O psiquiatra Vitor Frankl, judeu, que primeiro formulou a terapia pela busca do sentido, a Logoterapia, dizia que é próprio do homem executar dois movimentos: a auto transcendência e o auto distanciamento. Dois movimentos só possíveis para a pessoa. Auto transcender-se significa ir além de si próprio, procurar o bem do outro, o bem comum, dar-se por amor. O auto distanciar-se significa a capacidadade se distanciar dos sintomas para os poder controlar, orientar, dirigir para um sentido.

Então, parece que fica claro que evitar o sofrimento, só por si, não é adequado ao desejo de felicidade que o homem tem no seu coração. Já para não falar de outros desejos que o homem tem. O desejo de verdade e de bondade, de beleza e justiça, de amar e ser amado. Na verdade o homem não deseja nada que seja mau, a não ser se o confunde com algo de bom. Esse é o problema da eutanásia. Parecendo uma intervenção destinada a aliviar o homem no seu sofrimento, na verdade é um acto destinado a provocar a morte.

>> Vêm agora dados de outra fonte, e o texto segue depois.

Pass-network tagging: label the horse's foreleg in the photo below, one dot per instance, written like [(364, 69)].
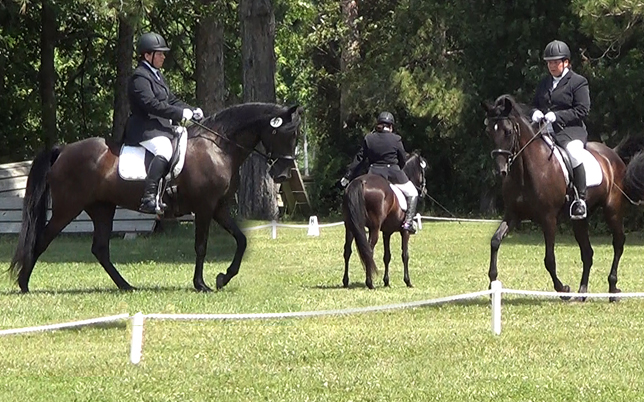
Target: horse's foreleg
[(103, 216), (202, 227), (495, 243), (549, 228), (386, 257), (580, 228), (405, 256), (348, 241), (616, 225), (223, 217), (56, 224)]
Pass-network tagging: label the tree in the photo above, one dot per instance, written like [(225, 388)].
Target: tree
[(257, 195)]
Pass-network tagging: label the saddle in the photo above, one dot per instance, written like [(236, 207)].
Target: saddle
[(135, 160), (594, 175)]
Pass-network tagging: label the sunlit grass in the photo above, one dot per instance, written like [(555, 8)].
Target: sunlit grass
[(550, 350)]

Muitas vezes a morte é encarada como a única solução para o fim do sofrimento e é isso que leva as pessoas ao suicídio. Mas sabemos que o suicídio é o acto extremo de uma pessoa deprimida, um acto extremo de uma pessoa que procura acima de tudo ser amada. Ninguém deseja realmente morrer. O que todos desejamos é viver, ser felizes e amados.

No entanto, por vezes há obstáculos neste caminho que é a vida. Os obstáculos incluem doenças ou circunstâncias complicadas de várias naturezas. Estas, abalando o ideal de viver feliz e ser amado, levam as pessoas a pensar que a vida deixou de ter valor e dignidade. Não será isso o resultado de uma visão instrumental da vida? Só é digna se tem utilidade. Sendo assim, desde logo se levanta a questão de quem decide da utilidade e do valor da vida!

A solução mais razoável parece ser ouvir o interior do coração de cada um e tomar por adquirido que a vida humana tem um valor absoluto em si, que não depende da sua funcionalidade ou utilidade. A inteligência com que olhamos a realidade, usada para olhar a nossa realidade interior, o nosso coração, dá-se conta de que isto é uma verdade intuitiva.

As perguntas que devemos então fazer e para as quais devemos ajudar cada um a encontrar respostas, são as perguntas sobre o sentido da vida, sobre o sentido do sofrimento, sobre a liberdade diante dos limites, sobre o valor da fragilidade, etc…

A morte não traz respostas. Só no contexto da vida acompanhada e amada, no contexto de uma relação, no contexto de um encontro, se encontram as respostas.

A morte, aliás, é o fim da possibilidade de encontrar respostas. É o fim da possibilidade de cada um de nós se questionar também sobre o seu papel na vida dos outros e sobre a forma como está disposto a acompanhar, a partilhar e a sofrer com o outro, na medida do amor que tem por ele.

Escolher a morte é dizer ao outro que não estou disponível para acolher a sua dor e sofrimento. Não quero acompanhar essa parte da sua vida. Não é difícil de perceber que isto não é uma atitude compassiva. Compaixão é ser a companhia na paixão. Não é dizer, tu sofres muito e além disso tu não és capaz, tu não aguentas, por isso a tua vida deve acabar.

Ou será que estamos a dizer: “Eu não aguento o teu sofrimento porque me recorda a minha fragilidade e os meus limites. O teu sofrimento ofende a minha omnipotência.”

Quantas vezes a nossa resposta diante da dor, aparentemente intolerável de alguém, nos coloca em causa? Quantas vezes pensamos que resposta temos para dar, como podemos ajudar? É nisso que devemos pensar. No eco que faz em nós o sofrimento dos outros. E não apenas na forma de acabar com ele.

Na verdade, optar pela eutanásia é sempre optar por uma resposta que nos iliba do confronto com a nossa própria vulnerabilidade e fragilidade, incerteza e insegurança. Mas não é verdade que é precisamente na nossa pequenez diante das circunstâncias que tantas vezes se revela a beleza, a solicitude e a grandeza abnegada de uma humanidade amadurecida?

A Associação dos Psicólogos Católicos propõe que foquemos a nossa atenção nestes pontos, afim de melhor podermos servir os que nos procuram com o sofrimento nos braços e um pedido de ajuda e companhia no coração.